US 12,242,982 B1
Method of using clusters to train supervised entity resolution in big data
George Anwar Dany Beskales, Waltham, MA (US); Pedro Giesemann Cattori, Cambridge, MA (US); Alexandra V. Batchelor, Cambridge, MA (US); Brian A. Long, Somerville, MA (US); and Nikolaus Bates-Haus, Littleton, MA (US)
Assigned to TAMR, INC., Cambridge, MA (US)
Filed by Tamr, Inc., Cambridge, MA (US)
Filed on Jun. 25, 2021, as Appl. No. 17/358,766.
Application 17/358,766 is a continuation of application No. 17/196,558, filed on Mar. 9, 2021, granted, now 11,049,028.
This patent is subject to a terminal disclaimer.

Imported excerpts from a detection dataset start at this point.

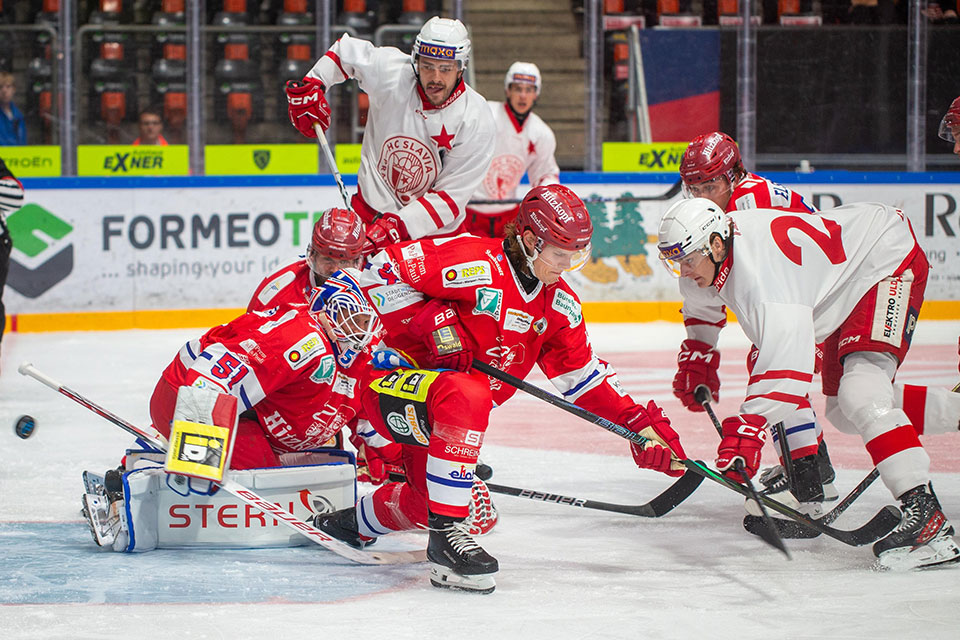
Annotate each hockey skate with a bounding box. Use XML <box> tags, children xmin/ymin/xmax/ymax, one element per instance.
<box><xmin>427</xmin><ymin>513</ymin><xmax>500</xmax><ymax>593</ymax></box>
<box><xmin>81</xmin><ymin>469</ymin><xmax>128</xmax><ymax>550</ymax></box>
<box><xmin>873</xmin><ymin>484</ymin><xmax>960</xmax><ymax>571</ymax></box>
<box><xmin>313</xmin><ymin>507</ymin><xmax>377</xmax><ymax>549</ymax></box>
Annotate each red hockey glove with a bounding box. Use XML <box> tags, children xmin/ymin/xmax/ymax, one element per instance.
<box><xmin>408</xmin><ymin>299</ymin><xmax>473</xmax><ymax>371</ymax></box>
<box><xmin>285</xmin><ymin>78</ymin><xmax>330</xmax><ymax>138</ymax></box>
<box><xmin>673</xmin><ymin>339</ymin><xmax>720</xmax><ymax>411</ymax></box>
<box><xmin>362</xmin><ymin>213</ymin><xmax>410</xmax><ymax>255</ymax></box>
<box><xmin>350</xmin><ymin>434</ymin><xmax>403</xmax><ymax>485</ymax></box>
<box><xmin>717</xmin><ymin>413</ymin><xmax>767</xmax><ymax>482</ymax></box>
<box><xmin>624</xmin><ymin>400</ymin><xmax>687</xmax><ymax>476</ymax></box>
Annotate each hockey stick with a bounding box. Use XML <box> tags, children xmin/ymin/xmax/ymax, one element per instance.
<box><xmin>313</xmin><ymin>123</ymin><xmax>353</xmax><ymax>211</ymax></box>
<box><xmin>467</xmin><ymin>180</ymin><xmax>682</xmax><ymax>205</ymax></box>
<box><xmin>693</xmin><ymin>384</ymin><xmax>790</xmax><ymax>559</ymax></box>
<box><xmin>473</xmin><ymin>358</ymin><xmax>703</xmax><ymax>518</ymax></box>
<box><xmin>18</xmin><ymin>362</ymin><xmax>426</xmax><ymax>564</ymax></box>
<box><xmin>486</xmin><ymin>472</ymin><xmax>703</xmax><ymax>518</ymax></box>
<box><xmin>473</xmin><ymin>359</ymin><xmax>900</xmax><ymax>546</ymax></box>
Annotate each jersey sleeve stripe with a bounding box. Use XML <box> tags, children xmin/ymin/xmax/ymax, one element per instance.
<box><xmin>747</xmin><ymin>369</ymin><xmax>813</xmax><ymax>384</ymax></box>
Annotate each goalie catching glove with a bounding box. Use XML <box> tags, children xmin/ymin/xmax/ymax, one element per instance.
<box><xmin>717</xmin><ymin>413</ymin><xmax>767</xmax><ymax>482</ymax></box>
<box><xmin>673</xmin><ymin>339</ymin><xmax>720</xmax><ymax>411</ymax></box>
<box><xmin>284</xmin><ymin>78</ymin><xmax>330</xmax><ymax>138</ymax></box>
<box><xmin>409</xmin><ymin>298</ymin><xmax>473</xmax><ymax>371</ymax></box>
<box><xmin>624</xmin><ymin>400</ymin><xmax>687</xmax><ymax>476</ymax></box>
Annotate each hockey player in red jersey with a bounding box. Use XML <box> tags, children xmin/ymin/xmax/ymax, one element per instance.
<box><xmin>673</xmin><ymin>131</ymin><xmax>838</xmax><ymax>516</ymax></box>
<box><xmin>287</xmin><ymin>17</ymin><xmax>496</xmax><ymax>253</ymax></box>
<box><xmin>659</xmin><ymin>198</ymin><xmax>960</xmax><ymax>567</ymax></box>
<box><xmin>938</xmin><ymin>97</ymin><xmax>960</xmax><ymax>158</ymax></box>
<box><xmin>318</xmin><ymin>185</ymin><xmax>685</xmax><ymax>591</ymax></box>
<box><xmin>463</xmin><ymin>62</ymin><xmax>560</xmax><ymax>238</ymax></box>
<box><xmin>247</xmin><ymin>208</ymin><xmax>364</xmax><ymax>312</ymax></box>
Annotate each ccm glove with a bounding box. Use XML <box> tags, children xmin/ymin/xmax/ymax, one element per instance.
<box><xmin>673</xmin><ymin>339</ymin><xmax>720</xmax><ymax>411</ymax></box>
<box><xmin>285</xmin><ymin>78</ymin><xmax>330</xmax><ymax>138</ymax></box>
<box><xmin>717</xmin><ymin>413</ymin><xmax>767</xmax><ymax>482</ymax></box>
<box><xmin>624</xmin><ymin>400</ymin><xmax>687</xmax><ymax>476</ymax></box>
<box><xmin>409</xmin><ymin>299</ymin><xmax>473</xmax><ymax>371</ymax></box>
<box><xmin>362</xmin><ymin>213</ymin><xmax>410</xmax><ymax>255</ymax></box>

Int. Cl. G06N 20/00 (2019.01); G06F 16/28 (2019.01); G06N 5/04 (2023.01)
CPC G06N 5/04 (2013.01) [G06F 16/285 (2019.01); G06N 20/00 (2019.01)] 20 Claims
OG exemplary drawing
 
1. A method of record clustering comprising:
(a) providing a collection of records, where each record in the collection has
(i) a current cluster membership, and
(ii) a proposed cluster membership,
in which some of the current cluster memberships may also be verified cluster memberships;
(b) requesting, via an interface, a subset of the collection of records and their respective current, proposed, and verified cluster memberships;
(c) indicating, via the interface, for a record in the subset of the collection of records, whether the record is a member of a cluster, thereby resulting in a revised current cluster membership and a revised verified cluster membership for the record;
(d) storing in memory for each record in the collection of records, the revised current cluster membership and the revised verified cluster membership;
(e) creating, using software code executing in a processor, inferred match training labels from the revised current cluster memberships and the revised verified cluster memberships, the inferred match training labels including pairs of records from the collection of records, each pair of records having a match label;
(f) training, using the software code executing in the processor, a pair-wise classifier using the inferred match training labels; and
(g) generating, using the software code executing in the processor, a new proposed cluster membership for each record in the collection of records using the trained pair-wise classifier and the revised verified cluster memberships, thereby producing a record clustering.